A 2023 report from the National Coffee Association found that 63% of Americans drink coffee every day – that’s more than any other beverage, except water. That same year, coffee reportedly overtook tea as the UK’s favorite drink; according to the British Coffee Association, the UK consumes about 98m cups of coffee a day.
On the other hand, many people seem to feel uneasy with how much brew they consume. An abundance of articles detail people’s quests to quit their coffee habits. And companies like MUD\WTR – which makes mushroom-based beverages – have advertised themselves as “healthier” alternatives to the regular cup of joe.
“Coffee has a bit of a bad boy reputation,” says Dr Peter Hayes, professor of hepatology at the University of Edinburgh. Current concerns about coffee, he notes, often reference the nebulous concept of “detoxing”, which is difficult to measure.
“Everybody talks in very vague terms,” he says, adding that coffee is not a toxin.
What is one to make of this? How much coffee is too much? Should we be trying to cut back?
We asked experts to break down the effects of our morning brew.
What happens when we drink coffee?
The main active ingredient in coffee is caffeine, explains Dr Sander Kersten, a professor of molecular nutrition at Cornell University.
Anyone who has guzzled a morning mug will be familiar with the effects. As a stimulant, caffeine makes one feel more alert, Kersten says. People’s reaction times are quicker, they are better able to concentrate, and they have increased endurance. Studies have found that caffeine consumption is linked to improved athletic performance.

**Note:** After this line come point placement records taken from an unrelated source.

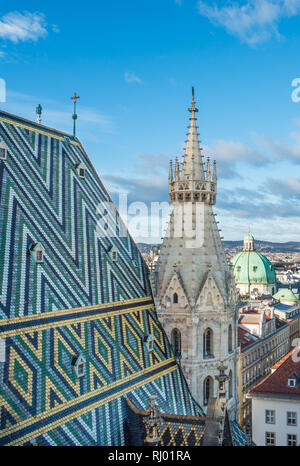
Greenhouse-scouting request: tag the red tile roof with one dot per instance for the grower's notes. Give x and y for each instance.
(276, 383)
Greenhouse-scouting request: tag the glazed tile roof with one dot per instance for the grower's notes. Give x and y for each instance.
(175, 430)
(245, 338)
(275, 384)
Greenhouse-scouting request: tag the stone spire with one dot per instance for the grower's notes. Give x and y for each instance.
(208, 174)
(190, 183)
(215, 173)
(249, 242)
(192, 162)
(193, 286)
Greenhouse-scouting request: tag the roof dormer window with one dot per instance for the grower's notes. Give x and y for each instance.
(37, 251)
(292, 383)
(81, 169)
(3, 150)
(149, 342)
(79, 365)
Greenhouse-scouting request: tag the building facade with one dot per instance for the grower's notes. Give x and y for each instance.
(276, 404)
(193, 285)
(263, 340)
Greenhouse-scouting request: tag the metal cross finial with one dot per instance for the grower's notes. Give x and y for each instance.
(39, 113)
(74, 116)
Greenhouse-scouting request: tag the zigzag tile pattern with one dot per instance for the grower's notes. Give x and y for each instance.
(77, 302)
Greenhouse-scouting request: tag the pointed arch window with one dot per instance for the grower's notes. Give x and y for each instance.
(176, 342)
(230, 391)
(229, 339)
(207, 390)
(208, 343)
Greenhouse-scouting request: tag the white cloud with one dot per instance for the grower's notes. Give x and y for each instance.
(23, 26)
(132, 78)
(254, 21)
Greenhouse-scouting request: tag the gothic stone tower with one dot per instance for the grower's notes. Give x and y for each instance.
(193, 285)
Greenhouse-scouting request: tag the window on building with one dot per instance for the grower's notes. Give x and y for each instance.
(3, 150)
(270, 438)
(291, 440)
(176, 342)
(149, 342)
(38, 251)
(114, 254)
(292, 383)
(270, 416)
(39, 256)
(291, 418)
(2, 153)
(207, 390)
(81, 169)
(79, 365)
(230, 391)
(229, 339)
(80, 369)
(208, 343)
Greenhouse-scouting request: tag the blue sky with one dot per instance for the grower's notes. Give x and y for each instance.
(133, 64)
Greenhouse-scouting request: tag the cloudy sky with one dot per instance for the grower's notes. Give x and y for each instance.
(133, 64)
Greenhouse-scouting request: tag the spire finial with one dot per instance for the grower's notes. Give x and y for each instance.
(193, 108)
(39, 113)
(74, 116)
(215, 172)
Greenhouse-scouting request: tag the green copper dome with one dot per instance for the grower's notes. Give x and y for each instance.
(251, 267)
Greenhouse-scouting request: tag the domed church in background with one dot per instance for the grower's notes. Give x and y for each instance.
(253, 272)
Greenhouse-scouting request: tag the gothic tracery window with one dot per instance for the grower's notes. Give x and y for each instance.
(207, 390)
(229, 339)
(208, 342)
(230, 391)
(176, 341)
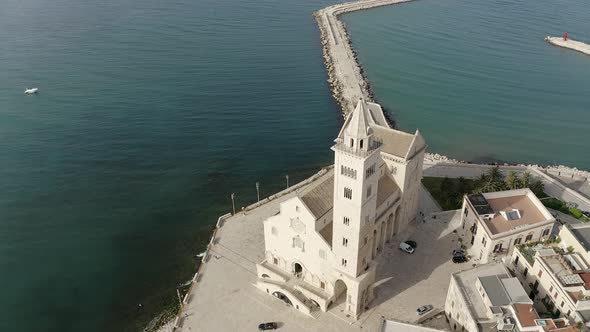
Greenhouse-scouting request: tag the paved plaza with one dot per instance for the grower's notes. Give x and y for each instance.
(225, 298)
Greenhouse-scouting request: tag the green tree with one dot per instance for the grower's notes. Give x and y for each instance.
(492, 180)
(446, 185)
(537, 187)
(513, 181)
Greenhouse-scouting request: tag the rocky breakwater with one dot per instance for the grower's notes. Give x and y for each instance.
(571, 44)
(345, 75)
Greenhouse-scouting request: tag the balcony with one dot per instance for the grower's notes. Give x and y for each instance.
(528, 253)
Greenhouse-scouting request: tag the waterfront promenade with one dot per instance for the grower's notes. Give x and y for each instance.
(345, 75)
(571, 44)
(224, 298)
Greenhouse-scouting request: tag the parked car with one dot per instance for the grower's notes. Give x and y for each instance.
(459, 259)
(458, 252)
(424, 309)
(406, 247)
(268, 326)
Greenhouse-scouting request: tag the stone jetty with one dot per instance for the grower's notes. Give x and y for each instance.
(571, 44)
(346, 76)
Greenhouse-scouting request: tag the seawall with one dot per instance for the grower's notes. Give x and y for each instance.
(571, 44)
(345, 75)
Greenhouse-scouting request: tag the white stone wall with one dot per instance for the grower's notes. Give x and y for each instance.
(484, 244)
(296, 222)
(360, 209)
(548, 283)
(568, 239)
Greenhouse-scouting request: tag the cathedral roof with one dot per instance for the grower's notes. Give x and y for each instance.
(399, 143)
(319, 198)
(357, 123)
(368, 118)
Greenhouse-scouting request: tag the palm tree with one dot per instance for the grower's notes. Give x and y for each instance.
(495, 175)
(513, 180)
(525, 181)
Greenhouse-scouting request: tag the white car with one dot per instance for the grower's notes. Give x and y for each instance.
(424, 309)
(406, 247)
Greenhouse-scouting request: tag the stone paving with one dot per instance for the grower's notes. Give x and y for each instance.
(225, 299)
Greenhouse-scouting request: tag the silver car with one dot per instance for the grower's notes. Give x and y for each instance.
(424, 309)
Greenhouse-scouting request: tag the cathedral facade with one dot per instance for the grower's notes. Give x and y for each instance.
(321, 248)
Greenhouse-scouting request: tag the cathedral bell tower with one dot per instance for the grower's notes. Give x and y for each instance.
(356, 166)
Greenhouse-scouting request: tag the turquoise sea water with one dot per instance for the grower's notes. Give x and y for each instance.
(477, 78)
(149, 115)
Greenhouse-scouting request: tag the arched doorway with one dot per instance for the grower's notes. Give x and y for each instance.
(375, 240)
(389, 227)
(396, 221)
(383, 235)
(297, 269)
(340, 291)
(282, 297)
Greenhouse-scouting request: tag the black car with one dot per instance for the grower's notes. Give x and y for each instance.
(267, 326)
(459, 259)
(458, 252)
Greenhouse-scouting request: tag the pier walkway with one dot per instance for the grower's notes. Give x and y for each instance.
(345, 74)
(571, 44)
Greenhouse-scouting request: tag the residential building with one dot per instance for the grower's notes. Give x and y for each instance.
(557, 278)
(487, 298)
(320, 249)
(500, 220)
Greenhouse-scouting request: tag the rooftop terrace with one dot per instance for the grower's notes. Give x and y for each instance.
(509, 210)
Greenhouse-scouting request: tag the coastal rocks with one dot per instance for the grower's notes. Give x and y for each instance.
(569, 43)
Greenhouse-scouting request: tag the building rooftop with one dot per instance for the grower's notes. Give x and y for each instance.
(494, 290)
(398, 143)
(319, 197)
(526, 314)
(562, 269)
(502, 290)
(582, 233)
(467, 283)
(510, 210)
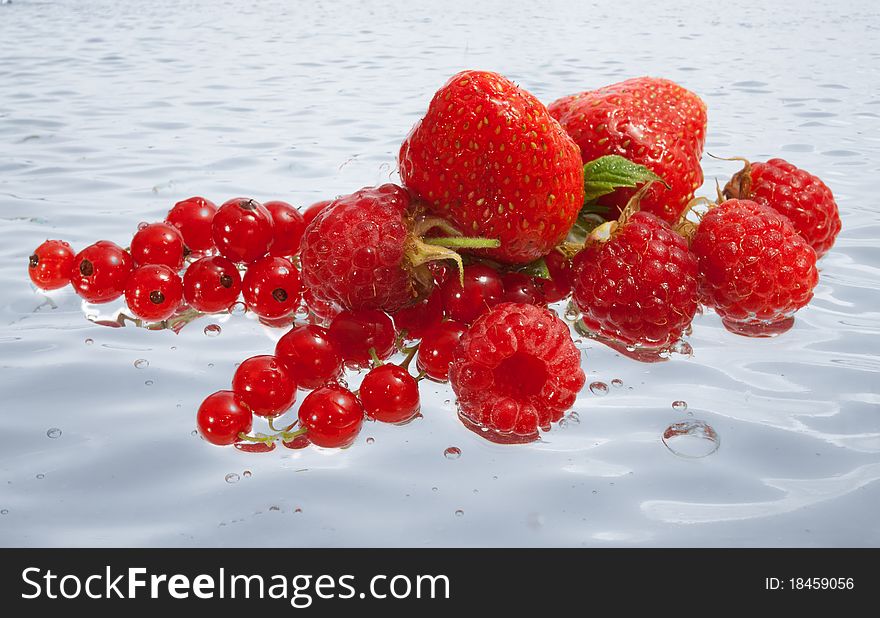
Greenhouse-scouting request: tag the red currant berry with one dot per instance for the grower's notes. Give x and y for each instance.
(265, 385)
(153, 292)
(314, 210)
(222, 416)
(416, 319)
(332, 415)
(49, 265)
(242, 230)
(309, 356)
(193, 218)
(272, 287)
(353, 333)
(158, 243)
(437, 348)
(288, 226)
(519, 288)
(99, 272)
(211, 284)
(390, 394)
(482, 290)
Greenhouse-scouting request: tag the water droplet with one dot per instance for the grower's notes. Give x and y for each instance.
(691, 439)
(599, 388)
(453, 452)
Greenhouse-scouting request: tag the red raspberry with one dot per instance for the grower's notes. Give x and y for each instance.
(638, 286)
(754, 268)
(803, 198)
(516, 371)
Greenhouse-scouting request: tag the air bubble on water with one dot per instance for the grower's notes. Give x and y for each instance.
(691, 439)
(599, 388)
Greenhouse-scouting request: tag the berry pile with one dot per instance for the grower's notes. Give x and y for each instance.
(507, 210)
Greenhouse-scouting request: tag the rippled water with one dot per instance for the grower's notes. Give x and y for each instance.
(112, 111)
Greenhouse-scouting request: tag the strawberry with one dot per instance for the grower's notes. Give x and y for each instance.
(488, 157)
(650, 121)
(803, 198)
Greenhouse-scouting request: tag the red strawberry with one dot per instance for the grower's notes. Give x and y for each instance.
(650, 121)
(754, 268)
(636, 282)
(516, 370)
(488, 156)
(795, 193)
(366, 251)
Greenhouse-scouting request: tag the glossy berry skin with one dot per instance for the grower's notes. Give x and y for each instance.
(488, 157)
(242, 230)
(753, 265)
(265, 385)
(639, 287)
(211, 284)
(272, 287)
(516, 370)
(153, 292)
(803, 198)
(483, 288)
(158, 243)
(353, 333)
(222, 416)
(332, 415)
(390, 394)
(100, 271)
(437, 347)
(309, 356)
(287, 226)
(650, 121)
(353, 253)
(50, 263)
(193, 217)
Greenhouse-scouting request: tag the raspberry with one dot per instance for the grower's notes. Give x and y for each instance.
(516, 371)
(638, 286)
(754, 268)
(803, 198)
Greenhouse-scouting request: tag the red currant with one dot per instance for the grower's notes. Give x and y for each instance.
(211, 284)
(222, 417)
(332, 415)
(353, 333)
(482, 290)
(99, 272)
(416, 319)
(309, 356)
(390, 394)
(49, 265)
(436, 349)
(153, 292)
(158, 243)
(242, 230)
(193, 218)
(288, 226)
(272, 287)
(265, 385)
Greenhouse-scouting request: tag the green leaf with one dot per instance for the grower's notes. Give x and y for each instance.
(605, 174)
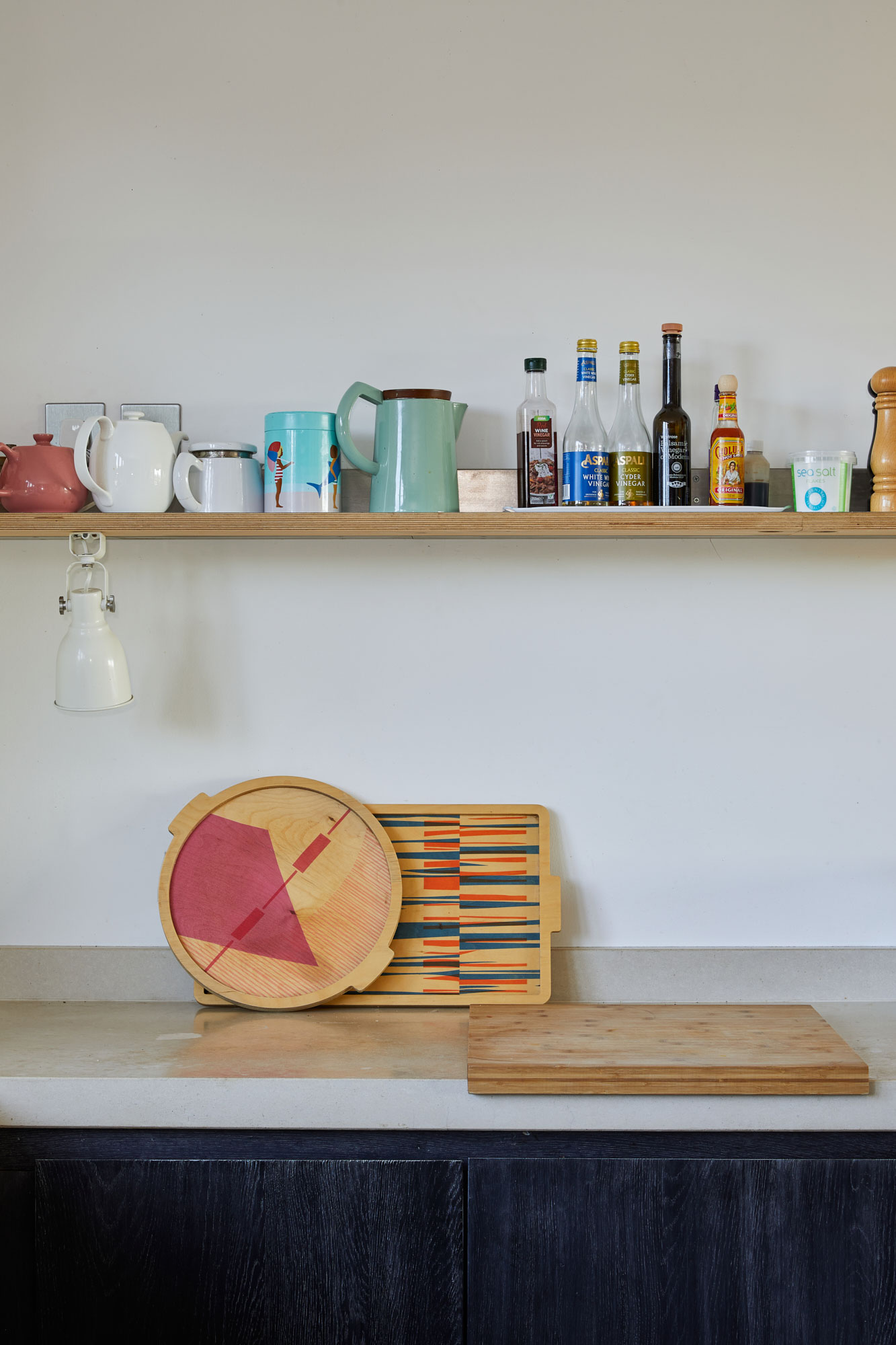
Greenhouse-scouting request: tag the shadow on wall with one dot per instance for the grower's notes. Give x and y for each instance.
(483, 442)
(198, 648)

According to Karsten, these effects usually kick in within half an hour and last up to two hours. “That’s probably the reason people tend to keep drinking coffee over the day,” he says. “It doesn’t last a long time.”
What are the health benefits of drinking coffee?
Experts agree that there are myriad benefits to our morning java. Coffee contains “hundreds if not thousands of components”, says Dr Edward Giovannucci, professor of nutrition and epidemiology at Harvard University’s TH Chan School of Public Health.
Some of these components “may have a range of beneficial effects, which might improve health over the long run”, he notes.
Certain compounds, for example, have strong anti-inflammatory and antioxidant properties, Giovannucci explains. Others reduce insulin resistance, which is a risk factor for diabetes.
In a meta-analysis of the effects of coffee consumption on health, Hayes and his colleagues found that drinking three to four cups a day was associated with lower risks of cardiovascular mortality, certain cancers and neurological, metabolic and liver conditions.
The liver in particular seems to thrive on coffee. One cup of coffee a day can reduce the risk of cirrhosis by 20%, and five cups a day can reduce the risk by 80%, Hayes says.
Hayes also notes that “it’s important to differentiate coffee from caffeine”. For example, a drinker can see these benefits even with decaffeinated coffee. “So there’s something in the coffee, and it’s not the caffeine, that is protective to the liver,” he says. “Apart from the liver, the more the better is not true.”